An incredibly well-preserved fossil of a 150 million-year-old "sea dragon" that roamed the oceans during the Jurassic era was discovered in India for the first time ever. The 5.5 metre-long sea monster is believed to be one of the most complete skeletons of its kind ever found in the country.

The findings of the discovery were confirmed and published in the open-access journal PLOS only on Wednesday, 25 October, despite the prehistoric creature's fossil being discovered in the village of Lodai, in the state of Gujarat back in 2016.

The Indian Jurassic ichthyosaur is believed to have lived between 152 and 157 million years ago, and is the first Jurassic-era sea creature to have been discovered in the country.

The find may indicate that the ichthyosaur, which is widely known to have resided in European regions, may have migrated between Europe, western India, South America and Madagascar.

The sea monster was a "top-tier predator" that likely fed on fish, marine molluscs and other sea reptiles, according to palaeontologist Guntupalli Prasad, who along with his team, made the discovery.

"This is a remarkable discovery not only because it is the first Jurassic ichthyosaur record from India, but also because it throws light on the evolution and diversity of ichthyosaurs in the Indo-Madagascan region of the former Gondwanaland and India's biological connectivity with other continents in the Jurassic," Prasad said in a statement.

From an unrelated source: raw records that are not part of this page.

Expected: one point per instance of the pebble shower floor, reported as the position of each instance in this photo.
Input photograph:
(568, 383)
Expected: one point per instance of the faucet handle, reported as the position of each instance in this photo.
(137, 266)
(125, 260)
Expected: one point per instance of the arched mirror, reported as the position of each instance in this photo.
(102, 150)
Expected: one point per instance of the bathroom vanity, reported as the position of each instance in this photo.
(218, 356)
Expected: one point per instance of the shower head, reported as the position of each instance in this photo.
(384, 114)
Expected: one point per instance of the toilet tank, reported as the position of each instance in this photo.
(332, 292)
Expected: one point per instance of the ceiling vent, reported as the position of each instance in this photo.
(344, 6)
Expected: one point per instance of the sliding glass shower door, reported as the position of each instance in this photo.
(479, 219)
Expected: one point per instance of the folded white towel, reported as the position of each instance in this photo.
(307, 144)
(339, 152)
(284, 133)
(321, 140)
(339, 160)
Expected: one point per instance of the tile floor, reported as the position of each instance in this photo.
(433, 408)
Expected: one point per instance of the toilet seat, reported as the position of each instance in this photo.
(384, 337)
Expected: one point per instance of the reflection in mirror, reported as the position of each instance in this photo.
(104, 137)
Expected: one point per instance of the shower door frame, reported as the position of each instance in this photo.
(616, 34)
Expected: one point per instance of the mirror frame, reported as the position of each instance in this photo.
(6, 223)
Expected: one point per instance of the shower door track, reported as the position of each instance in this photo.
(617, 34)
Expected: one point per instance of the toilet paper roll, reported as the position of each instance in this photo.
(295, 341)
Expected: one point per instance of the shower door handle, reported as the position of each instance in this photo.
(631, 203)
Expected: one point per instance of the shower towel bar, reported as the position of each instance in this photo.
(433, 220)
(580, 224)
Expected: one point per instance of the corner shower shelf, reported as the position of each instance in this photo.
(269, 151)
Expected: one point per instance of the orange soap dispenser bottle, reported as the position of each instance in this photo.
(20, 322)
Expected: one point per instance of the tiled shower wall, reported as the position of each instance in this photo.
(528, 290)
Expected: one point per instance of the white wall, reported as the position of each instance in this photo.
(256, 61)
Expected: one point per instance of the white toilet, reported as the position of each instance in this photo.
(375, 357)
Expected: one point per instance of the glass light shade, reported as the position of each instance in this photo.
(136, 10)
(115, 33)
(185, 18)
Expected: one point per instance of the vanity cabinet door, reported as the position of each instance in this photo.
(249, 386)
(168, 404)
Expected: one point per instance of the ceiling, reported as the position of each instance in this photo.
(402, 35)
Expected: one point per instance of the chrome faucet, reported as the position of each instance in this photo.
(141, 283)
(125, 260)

Prasad said that he and his team were unable to locate the skull of the prehistoric sea creature at first, which led them to assume that the jaws and skull may not have been preserved.

However, on digging further, the team found part of the ichthyosaur's jaw vertically embedded in the rocks. "This was an especially useful discovery because the teeth we found offered insights into the ichthyosaur's diet," Prasad explained.

"Vertebrate fossils are rare from the Kachchh region, and we were expecting only bone fragments from this area. So, to find a near-complete skeleton is surprising as well as exciting," Prasad told PLOS Research News.

"This is a fantastic discovery, and is by far the best ichthyosaur skeleton ever found in India," Steve Brusatte, a paleontologist at the University of Edinburgh, who wasn't involved with the study, told National Geographic.

"This find helps to show how globally widespread ichthyosaurs were during the time of dinosaurs," Brusatte added. "They seem to have lived everywhere in the oceans, all over the world, at the same time that dinosaurs were thundering across the land."

Prasad and his team intend to carry out more extensive explorations in the region in the hopes of uncovering more such fossils of ichthyosaurs and other marine reptiles.

"We hope that our find may lead to renewed interest in vertebrate fossil research in this region, which could bring new discoveries to light," Prasad said.